How can some of these bureaucrats justify their pitiful existence? The biggest and best favor they could give the state is – NOT coming to work.

British court will consider Hindu funeral pyres – UPDATED

The High Court will consider a legal challenge from a 70-year-old Hindu today that would allow him to have an open-air cremation when he dies. The judicial review at the Royal Courts of Justice will hear a case brought by Davender Kumar Ghai, founder of the Anglo-Asian Friendship Society, who wants the law changed to allow traditional Hindu funeral pyres in Britain.

Newcastle City Council has refused him a permit to be cremated in line with Hindu ritual, arguing that a pyre outside a crematorium is prohibited by the 1902 Cremation Act.

Although there have been Hindu cremations in the the past in Britain, in recent years the authorities have become stricter about enforcing the rules. There are more than 600,000 Hindus in Britain and many families pay thousands of pounds to fly the bodies of their loved ones to India for a traditional cremation.

Three years ago the Crown Prosecution Service decided not to prosecute after Mr Ghai organised a funeral pyre in Northumberland for Rajpal Mehat, 31, from India.

Hindus believe that cremation is essential to free the soul from the body after death. The dead person’s oldest son is usually expected to light the fire. Monks and children, having no children of their own, are sometimes buried instead of cremated. The pyre must take place at a site on which the sun shines directly at noon and which is close to running water.

Yup. Let’s expand the precedence of religious law over secular, national law. We followers of the Flying Spaghetti Monster have a few rituals of our own we’d like to introduce – in the States and the U.K.

Or does the number of member of a religion – registered to vote – enter into the equation?

UPDATE: The High Court has ruled against Mr. Ghai’s request.

Number of Northern Ireland terrorists is tiny

Police say the number of republican dissidents trying to wreck the Northern Ireland peace process is about 300.

Chief Constable Sir Hugh Orde told the BBC that intelligence clearly showed the numbers intent on violence was a tiny proportion of the population. His comments came after three members of the security forces were killed in two separate attacks one week ago.

Nine people have now been arrested over the murders of a policeman in Craigavon and two soldiers in Antrim.

Det Supt Farrar said the killers had made an unsuccessful attempt to burn-out the getaway car after the murders. “As a result, we now have a number of forensic opportunities that we are exploring,” he said.

Sir Hugh told BBC1’s Andrew Marr Show: “Of course, the threat is very dangerous, that’s been evidenced in the last week, but it’s a very small group. “Three hundred people in a population of 1.7 million people puts it in perspective but it’s a threat we take seriously.

A small number of nutballs can still endanger very many law-abiding citizens. The KKK proved that in America.

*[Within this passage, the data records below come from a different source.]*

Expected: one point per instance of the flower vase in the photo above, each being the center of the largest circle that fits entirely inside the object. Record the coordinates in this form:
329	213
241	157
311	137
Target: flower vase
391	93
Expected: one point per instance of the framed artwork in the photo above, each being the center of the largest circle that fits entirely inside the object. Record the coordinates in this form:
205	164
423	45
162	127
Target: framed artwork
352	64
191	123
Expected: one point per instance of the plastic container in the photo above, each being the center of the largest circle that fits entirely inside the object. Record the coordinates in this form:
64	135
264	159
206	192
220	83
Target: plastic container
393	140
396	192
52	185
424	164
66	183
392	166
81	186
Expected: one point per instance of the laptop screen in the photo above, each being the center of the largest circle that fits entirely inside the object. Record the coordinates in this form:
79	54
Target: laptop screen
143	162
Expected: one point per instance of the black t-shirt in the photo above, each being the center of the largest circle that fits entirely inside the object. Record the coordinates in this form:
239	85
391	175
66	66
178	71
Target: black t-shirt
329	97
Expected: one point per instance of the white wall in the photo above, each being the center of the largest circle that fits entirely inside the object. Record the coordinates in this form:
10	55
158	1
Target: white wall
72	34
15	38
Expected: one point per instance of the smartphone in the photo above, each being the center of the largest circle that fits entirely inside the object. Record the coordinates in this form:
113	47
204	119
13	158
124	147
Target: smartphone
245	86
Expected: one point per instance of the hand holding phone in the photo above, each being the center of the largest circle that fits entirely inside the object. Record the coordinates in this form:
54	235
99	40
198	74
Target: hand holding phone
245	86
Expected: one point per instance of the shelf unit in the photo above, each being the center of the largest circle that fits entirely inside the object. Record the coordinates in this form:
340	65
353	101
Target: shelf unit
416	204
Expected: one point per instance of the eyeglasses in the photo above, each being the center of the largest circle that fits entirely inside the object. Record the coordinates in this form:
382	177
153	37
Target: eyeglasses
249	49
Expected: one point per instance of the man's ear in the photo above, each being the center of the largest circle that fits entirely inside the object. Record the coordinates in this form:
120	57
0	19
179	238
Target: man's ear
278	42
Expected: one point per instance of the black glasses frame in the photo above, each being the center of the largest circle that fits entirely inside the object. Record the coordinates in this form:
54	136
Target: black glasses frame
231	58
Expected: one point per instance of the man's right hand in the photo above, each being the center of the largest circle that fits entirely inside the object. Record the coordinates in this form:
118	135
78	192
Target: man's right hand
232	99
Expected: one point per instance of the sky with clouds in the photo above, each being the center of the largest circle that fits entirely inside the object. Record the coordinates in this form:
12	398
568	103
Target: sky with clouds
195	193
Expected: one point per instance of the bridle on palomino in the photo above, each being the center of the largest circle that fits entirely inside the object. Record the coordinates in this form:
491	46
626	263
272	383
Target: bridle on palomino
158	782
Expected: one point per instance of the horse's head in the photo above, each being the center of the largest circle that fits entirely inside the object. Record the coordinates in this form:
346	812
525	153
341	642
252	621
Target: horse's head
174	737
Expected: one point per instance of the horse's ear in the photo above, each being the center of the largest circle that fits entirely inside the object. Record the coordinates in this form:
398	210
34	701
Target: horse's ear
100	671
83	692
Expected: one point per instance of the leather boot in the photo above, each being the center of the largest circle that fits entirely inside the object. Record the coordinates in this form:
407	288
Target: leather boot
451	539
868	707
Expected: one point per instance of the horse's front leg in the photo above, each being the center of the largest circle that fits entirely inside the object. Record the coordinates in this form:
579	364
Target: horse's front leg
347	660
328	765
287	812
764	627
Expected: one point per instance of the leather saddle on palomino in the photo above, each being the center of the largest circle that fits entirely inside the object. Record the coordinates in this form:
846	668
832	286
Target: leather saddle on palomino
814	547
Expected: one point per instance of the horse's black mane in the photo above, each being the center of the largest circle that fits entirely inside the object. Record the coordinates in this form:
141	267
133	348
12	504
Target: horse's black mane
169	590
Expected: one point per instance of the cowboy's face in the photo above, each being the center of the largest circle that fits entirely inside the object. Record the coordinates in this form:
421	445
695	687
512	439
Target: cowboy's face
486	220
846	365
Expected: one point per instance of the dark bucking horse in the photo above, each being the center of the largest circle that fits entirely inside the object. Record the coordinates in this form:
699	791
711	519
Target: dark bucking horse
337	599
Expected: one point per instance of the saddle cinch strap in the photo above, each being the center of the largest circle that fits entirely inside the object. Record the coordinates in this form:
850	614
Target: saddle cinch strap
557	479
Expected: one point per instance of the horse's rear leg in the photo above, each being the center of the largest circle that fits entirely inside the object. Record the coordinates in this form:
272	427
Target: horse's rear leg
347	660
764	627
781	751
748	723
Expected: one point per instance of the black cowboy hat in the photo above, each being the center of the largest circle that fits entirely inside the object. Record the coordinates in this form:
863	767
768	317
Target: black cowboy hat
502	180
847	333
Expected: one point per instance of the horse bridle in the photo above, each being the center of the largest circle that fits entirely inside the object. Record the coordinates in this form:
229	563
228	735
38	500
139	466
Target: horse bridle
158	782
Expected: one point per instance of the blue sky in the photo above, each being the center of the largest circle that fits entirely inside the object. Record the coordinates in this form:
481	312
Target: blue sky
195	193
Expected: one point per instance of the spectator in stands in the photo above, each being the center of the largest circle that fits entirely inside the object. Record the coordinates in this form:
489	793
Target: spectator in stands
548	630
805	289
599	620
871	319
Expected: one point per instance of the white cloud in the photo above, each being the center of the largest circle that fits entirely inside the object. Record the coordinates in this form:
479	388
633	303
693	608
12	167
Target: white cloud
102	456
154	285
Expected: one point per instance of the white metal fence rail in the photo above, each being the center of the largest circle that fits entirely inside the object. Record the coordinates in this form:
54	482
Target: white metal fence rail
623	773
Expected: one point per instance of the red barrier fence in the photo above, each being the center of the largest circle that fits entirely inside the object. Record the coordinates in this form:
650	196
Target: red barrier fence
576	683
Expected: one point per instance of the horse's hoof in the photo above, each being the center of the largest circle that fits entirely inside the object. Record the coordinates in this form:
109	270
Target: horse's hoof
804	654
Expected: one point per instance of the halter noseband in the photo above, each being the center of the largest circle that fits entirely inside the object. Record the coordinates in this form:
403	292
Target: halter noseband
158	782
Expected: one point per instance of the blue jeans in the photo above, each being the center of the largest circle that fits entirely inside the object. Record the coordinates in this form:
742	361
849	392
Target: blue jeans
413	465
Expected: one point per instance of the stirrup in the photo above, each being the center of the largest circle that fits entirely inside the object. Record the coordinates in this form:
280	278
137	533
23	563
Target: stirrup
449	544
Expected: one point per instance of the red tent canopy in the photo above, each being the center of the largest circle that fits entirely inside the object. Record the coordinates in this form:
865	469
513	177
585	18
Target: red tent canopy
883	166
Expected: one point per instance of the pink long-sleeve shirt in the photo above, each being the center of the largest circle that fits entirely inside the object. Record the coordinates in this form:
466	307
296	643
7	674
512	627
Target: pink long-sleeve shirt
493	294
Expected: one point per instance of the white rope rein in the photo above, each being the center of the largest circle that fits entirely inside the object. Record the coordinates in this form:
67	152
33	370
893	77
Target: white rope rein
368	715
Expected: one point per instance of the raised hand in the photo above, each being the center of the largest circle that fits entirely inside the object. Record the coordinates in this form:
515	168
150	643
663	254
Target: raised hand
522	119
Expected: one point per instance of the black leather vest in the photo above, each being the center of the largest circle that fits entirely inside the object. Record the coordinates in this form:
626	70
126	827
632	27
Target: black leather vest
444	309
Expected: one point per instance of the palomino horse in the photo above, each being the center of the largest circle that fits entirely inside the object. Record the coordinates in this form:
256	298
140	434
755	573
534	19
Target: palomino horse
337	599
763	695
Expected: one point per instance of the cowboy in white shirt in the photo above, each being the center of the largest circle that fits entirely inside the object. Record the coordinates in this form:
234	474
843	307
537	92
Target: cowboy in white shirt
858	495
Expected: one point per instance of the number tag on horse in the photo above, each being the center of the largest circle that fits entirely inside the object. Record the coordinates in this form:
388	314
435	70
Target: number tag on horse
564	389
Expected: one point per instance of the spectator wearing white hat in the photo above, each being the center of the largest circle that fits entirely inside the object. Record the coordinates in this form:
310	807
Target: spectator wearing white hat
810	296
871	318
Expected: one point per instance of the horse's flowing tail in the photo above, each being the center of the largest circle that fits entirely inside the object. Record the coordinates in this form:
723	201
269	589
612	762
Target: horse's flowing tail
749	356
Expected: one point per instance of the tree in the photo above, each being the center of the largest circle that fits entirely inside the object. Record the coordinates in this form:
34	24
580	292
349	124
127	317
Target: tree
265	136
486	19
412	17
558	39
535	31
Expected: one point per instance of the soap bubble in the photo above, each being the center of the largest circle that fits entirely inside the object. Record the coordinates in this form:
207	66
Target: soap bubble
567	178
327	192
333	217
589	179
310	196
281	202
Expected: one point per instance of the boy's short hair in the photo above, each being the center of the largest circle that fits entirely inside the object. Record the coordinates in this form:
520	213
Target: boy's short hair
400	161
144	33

As long as unity in peaceful political processes can be maintained by the major parties, life and change will proceed in all of Ireland.

Killers may have to pay funeral costs

Killers could be ordered to pay for the funeral expenses of their victims under legislation drafted by the Scottish government.

The measure, expected to be introduced in the Scottish Parliament next month as part of the Criminal Justice and Licensing Bill, would apply to those who cause fatal car crashes as well as those convicted of homicide, The Scotsman reported Saturday.

“We aim to give criminal courts more flexibility to award compensation against an offender, and update the remit of compensation orders so they can reflect changes in the means of the offender, and be used to pay funeral and bereavement expenses to the relatives of a deceased victim,” said Kenny MacAskill, the justice secretary. “If supported by parliament, these important changes will help more victims and their families.”

Some victims advocates don’t support the measure. I do.

But, then, I don’t pretend to be a nice guy.